Artikel 2 - Algemeen doel en doelstellingen
2. Het programma zal de volledige integratie van eisen op het gebied van milieubescherming in andere communautaire beleidsterreinen bevorderen en er tegelijkertijd voor zorgen dat ten gunste van het milieu voorgestelde en goedgekeurde maatregelen de doelstellingen van de economische en sociale dimensie van duurzame ontwikkeling in aanmerking nemen volledig rekening houden met alle opties en instrumenten en zijn gebaseerd op een brede dialoog en gedegen kennis.
3. Het programma is gericht op de stabilisering van concentraties van broeikasgassen in de atmosfeer op een niveau waarbij geen onnatuurlijke veranderingen van het wereldklimaat zullen optreden. Hiertoe is het nodig dat voortgang wordt geboekt ten aanzien van de door het Intergovernmental Panel on Climate Change vastgelegde langetermijneis ter vermindering van de broeikasgasemissies met 70 % ten opzichte van het niveau van 1990, met de volgende doelstellingen:
- ratificatie van het Protocol van Kyoto en realisering van het streefdoel de emissies tussen 1990 en 2008-12 met 8 % te verminderen voor de huidige lidstaten;
- plaatsing van de Gemeenschap in een geloofwaardige positie om aan te dringen op een internationale overeenkomst inzake een nieuw doel voor de periode volgend op Kyoto, dat moet zijn gericht op een aanzienlijke emissiereductie.
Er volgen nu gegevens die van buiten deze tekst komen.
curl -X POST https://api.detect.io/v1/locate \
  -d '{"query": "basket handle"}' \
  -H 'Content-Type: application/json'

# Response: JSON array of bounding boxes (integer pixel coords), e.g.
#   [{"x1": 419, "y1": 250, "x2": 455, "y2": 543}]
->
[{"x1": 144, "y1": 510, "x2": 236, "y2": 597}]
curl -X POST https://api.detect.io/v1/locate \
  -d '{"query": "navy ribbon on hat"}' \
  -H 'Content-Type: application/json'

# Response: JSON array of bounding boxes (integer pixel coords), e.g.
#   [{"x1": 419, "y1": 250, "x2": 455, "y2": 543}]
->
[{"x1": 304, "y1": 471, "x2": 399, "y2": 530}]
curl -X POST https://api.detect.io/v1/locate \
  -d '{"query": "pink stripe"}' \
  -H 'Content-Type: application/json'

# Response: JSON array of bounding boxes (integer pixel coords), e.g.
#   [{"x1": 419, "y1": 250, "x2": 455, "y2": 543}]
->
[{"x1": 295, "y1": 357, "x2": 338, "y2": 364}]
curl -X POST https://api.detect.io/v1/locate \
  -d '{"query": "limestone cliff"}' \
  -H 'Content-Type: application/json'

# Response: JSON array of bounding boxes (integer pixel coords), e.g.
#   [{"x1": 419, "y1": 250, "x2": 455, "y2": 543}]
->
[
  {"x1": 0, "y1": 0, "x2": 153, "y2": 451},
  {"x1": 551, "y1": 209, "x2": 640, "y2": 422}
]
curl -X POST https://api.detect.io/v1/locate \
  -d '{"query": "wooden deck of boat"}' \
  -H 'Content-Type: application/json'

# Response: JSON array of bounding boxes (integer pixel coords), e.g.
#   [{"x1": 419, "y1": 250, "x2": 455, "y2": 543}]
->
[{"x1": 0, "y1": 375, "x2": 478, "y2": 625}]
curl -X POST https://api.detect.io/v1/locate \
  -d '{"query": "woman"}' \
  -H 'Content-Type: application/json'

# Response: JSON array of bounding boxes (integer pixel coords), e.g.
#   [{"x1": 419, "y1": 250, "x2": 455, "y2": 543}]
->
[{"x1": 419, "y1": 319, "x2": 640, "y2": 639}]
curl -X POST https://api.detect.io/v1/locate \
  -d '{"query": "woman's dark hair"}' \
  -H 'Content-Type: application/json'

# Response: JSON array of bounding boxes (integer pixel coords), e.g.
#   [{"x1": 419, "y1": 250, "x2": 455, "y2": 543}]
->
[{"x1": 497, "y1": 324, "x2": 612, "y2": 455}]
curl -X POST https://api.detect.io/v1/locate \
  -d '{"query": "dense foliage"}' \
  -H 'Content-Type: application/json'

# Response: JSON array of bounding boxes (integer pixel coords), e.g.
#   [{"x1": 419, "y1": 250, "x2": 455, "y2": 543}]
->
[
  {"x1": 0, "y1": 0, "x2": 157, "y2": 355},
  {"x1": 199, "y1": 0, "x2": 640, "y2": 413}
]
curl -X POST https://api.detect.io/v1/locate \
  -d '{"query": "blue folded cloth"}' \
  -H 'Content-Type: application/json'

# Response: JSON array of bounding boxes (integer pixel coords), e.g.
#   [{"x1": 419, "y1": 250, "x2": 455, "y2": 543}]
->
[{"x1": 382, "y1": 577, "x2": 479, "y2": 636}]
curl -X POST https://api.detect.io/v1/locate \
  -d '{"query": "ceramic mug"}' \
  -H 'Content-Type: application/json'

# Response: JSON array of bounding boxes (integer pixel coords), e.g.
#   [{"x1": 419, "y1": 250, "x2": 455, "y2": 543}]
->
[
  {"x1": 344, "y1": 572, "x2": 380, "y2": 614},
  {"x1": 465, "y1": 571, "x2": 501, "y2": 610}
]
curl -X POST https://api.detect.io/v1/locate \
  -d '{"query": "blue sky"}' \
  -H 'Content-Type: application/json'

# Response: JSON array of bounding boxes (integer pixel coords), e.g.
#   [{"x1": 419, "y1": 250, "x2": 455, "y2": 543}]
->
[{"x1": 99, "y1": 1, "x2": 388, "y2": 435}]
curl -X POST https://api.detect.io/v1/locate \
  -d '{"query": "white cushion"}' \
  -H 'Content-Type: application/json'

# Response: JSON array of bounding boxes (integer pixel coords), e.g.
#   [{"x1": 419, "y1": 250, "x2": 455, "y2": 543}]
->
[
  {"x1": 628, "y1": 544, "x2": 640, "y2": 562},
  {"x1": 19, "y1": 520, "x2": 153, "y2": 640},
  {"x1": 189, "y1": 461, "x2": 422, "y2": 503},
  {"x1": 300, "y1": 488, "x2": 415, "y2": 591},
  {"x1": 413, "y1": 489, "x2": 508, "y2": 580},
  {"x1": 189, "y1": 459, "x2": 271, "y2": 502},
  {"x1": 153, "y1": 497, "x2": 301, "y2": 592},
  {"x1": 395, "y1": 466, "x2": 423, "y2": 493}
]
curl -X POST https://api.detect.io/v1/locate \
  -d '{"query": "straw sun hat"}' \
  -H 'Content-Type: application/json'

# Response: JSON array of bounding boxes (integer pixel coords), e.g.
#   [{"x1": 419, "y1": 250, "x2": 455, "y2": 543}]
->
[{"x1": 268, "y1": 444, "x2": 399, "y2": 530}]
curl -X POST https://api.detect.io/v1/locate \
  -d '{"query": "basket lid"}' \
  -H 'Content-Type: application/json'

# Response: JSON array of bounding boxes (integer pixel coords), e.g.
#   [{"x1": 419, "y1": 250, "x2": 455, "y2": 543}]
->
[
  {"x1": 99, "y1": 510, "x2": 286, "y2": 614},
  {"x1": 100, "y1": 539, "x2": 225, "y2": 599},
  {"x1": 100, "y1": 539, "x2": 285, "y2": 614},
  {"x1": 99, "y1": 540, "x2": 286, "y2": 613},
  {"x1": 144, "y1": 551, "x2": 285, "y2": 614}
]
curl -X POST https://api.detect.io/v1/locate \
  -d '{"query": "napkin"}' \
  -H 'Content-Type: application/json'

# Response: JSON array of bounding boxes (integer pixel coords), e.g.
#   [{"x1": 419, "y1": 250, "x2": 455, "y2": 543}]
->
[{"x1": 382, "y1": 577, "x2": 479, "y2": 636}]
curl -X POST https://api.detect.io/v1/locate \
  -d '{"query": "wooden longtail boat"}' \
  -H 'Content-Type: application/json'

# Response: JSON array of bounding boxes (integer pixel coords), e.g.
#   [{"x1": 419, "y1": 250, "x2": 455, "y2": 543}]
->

4. Het programma is gericht op de bescherming en het herstel van de werking van natuurlijke systemen en de stopzetting van het verlies aan biodiversiteit zowel in de Europese Unie als op wereldschaal, met de volgende doelstellingen:
- bescherming van de natuurlijke omgeving tegen schadelijke en verontreinigende emissies;
- bescherming van de bodem tegen erosie en verontreiniging;
- bescherming van de biodiversiteit, in overeenstemming met de communautaire strategie inzake biodiversiteit ;
Mededeling van de Europese Commissie aan de Raad en het Parlement betreffende de strategie van de Europese Gemeenschap inzake biodiversiteit, COM (98) 42 def.
- bescherming van de biodiversiteits- en landschapswaarden in de plattelandsgebieden van de Gemeenschap.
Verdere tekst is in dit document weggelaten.